Cultural usage of the Red Poppy
(Taken in entirety from Wikipedia with addition of two asterisked sentences)
United States commemorative stamp depicting Moina Michael and corn poppies
Due to the extent of ground disturbance in warfare during World War I, corn poppies bloomed in between the trench lines and in no man’s lands on the Western Front. Poppies are a prominent feature of “In Flanders Fields” by Canadian Lieutenant Colonel John McCrae, one of the most frequently quoted English-language poems composed during the First World War. It is also mentioned in one of Eric Bogle’s excellent anti-war songs, In No-Man’s Land (also known as The Green Fields of France), which has become a standard in the Irish folk-singing repertoire and part of which is being employed to opposite effect by the Royal Legion through the singing of Joss Stone.* 1
During the 20th century, the wearing of a poppy at and before Remembrance Day each year became an established custom in most western countries.
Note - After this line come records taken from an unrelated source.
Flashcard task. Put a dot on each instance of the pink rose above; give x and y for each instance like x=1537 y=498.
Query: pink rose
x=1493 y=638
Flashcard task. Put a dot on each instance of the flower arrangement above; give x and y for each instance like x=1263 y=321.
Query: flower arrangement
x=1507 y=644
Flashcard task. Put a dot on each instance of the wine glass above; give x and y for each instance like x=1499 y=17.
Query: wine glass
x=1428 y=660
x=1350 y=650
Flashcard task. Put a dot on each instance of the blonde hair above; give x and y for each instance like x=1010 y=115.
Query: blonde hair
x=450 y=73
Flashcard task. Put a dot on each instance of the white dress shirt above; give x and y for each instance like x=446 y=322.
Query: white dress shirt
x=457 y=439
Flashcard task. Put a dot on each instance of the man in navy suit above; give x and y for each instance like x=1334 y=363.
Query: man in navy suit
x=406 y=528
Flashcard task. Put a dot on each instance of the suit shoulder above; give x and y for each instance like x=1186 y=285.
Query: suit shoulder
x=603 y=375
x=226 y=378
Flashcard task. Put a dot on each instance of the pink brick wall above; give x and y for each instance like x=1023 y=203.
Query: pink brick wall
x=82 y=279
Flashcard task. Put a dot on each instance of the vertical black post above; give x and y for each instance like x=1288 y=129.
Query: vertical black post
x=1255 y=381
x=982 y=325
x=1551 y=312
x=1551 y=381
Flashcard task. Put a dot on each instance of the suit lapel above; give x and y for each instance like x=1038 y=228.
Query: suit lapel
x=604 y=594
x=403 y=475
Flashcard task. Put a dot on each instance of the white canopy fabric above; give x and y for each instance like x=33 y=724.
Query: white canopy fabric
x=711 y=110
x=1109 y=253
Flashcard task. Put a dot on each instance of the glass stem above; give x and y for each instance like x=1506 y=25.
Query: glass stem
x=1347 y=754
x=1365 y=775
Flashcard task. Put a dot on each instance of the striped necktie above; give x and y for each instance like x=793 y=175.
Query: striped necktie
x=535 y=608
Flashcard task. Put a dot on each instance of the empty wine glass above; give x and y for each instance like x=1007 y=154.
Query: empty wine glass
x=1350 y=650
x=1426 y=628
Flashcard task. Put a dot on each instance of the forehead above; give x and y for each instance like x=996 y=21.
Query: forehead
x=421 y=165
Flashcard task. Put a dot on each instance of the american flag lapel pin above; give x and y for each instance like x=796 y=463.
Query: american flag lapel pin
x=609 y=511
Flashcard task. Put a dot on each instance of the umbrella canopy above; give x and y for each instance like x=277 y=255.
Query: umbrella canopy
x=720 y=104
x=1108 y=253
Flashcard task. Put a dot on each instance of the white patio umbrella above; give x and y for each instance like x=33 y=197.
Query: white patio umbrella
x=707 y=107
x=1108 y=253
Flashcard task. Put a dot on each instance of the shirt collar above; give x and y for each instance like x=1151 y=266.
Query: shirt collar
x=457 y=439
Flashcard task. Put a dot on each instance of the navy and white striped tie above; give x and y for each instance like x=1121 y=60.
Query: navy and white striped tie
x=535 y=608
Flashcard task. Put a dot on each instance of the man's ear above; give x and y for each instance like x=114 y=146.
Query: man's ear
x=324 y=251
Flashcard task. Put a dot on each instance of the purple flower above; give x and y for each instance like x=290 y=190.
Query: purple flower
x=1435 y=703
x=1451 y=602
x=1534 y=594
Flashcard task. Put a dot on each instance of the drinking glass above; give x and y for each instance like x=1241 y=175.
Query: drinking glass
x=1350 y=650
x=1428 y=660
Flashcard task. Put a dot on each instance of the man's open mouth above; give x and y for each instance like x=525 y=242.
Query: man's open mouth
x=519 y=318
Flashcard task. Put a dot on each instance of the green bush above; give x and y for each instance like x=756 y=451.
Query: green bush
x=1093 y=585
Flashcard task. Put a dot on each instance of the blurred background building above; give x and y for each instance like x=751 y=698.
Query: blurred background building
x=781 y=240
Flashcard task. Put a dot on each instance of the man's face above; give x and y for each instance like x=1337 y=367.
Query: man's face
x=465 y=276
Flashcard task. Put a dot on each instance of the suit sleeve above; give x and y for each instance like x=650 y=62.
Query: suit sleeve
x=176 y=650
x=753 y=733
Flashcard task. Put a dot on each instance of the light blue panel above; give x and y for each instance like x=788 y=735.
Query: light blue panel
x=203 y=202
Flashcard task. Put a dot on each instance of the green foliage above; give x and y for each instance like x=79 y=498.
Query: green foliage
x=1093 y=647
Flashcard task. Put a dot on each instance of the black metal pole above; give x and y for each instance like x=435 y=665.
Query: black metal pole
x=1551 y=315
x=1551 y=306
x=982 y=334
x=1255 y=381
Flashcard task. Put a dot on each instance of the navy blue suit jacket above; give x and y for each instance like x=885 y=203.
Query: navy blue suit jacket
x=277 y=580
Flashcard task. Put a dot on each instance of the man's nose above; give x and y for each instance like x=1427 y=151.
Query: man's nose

It is also used at some other dates in some countries, such as at appeals for Anzac Day in Australia and New Zealand.
This poppy appears on a number of postage stamps, coins, banknotes, and national flags, including:
The common or corn poppy was voted the county flower of Essex and Norfolk in 2002 following a poll by the wild plant conservation charity Plantlife.
By what seems a strange coincidence, the red poppy has been a symbol of martyrdom and/or love in a number of older cultures.*
In Persian literature, red poppies, especially red corn poppy flowers, are considered the flower of love. They are often called the eternal lover flower. In classic and modern Persian poems, the poppy is a symbol of people who died for love (Persian: راه عشق).
Many poems interchange ‘poppy’ and ‘tulip’ (Persian: لاله).
[I] was asking the wind in the field of tulips during the sunrise: whose martyrs are these bloody shrouded?
[The wind] replied: Hafez, you and I are not capable of this secret, sing about red wine and sweet lips.
In Urdu literature, red poppies, or “Gul-e-Lalah”, are often a symbol of martyrdom, and sometimes of love.
Red Poppy: The commonly-grown decorative Shirley Poppy is a cultivar of this plant.
P. rhoeas contains the alkaloid rhoeadine which is a mild sedative.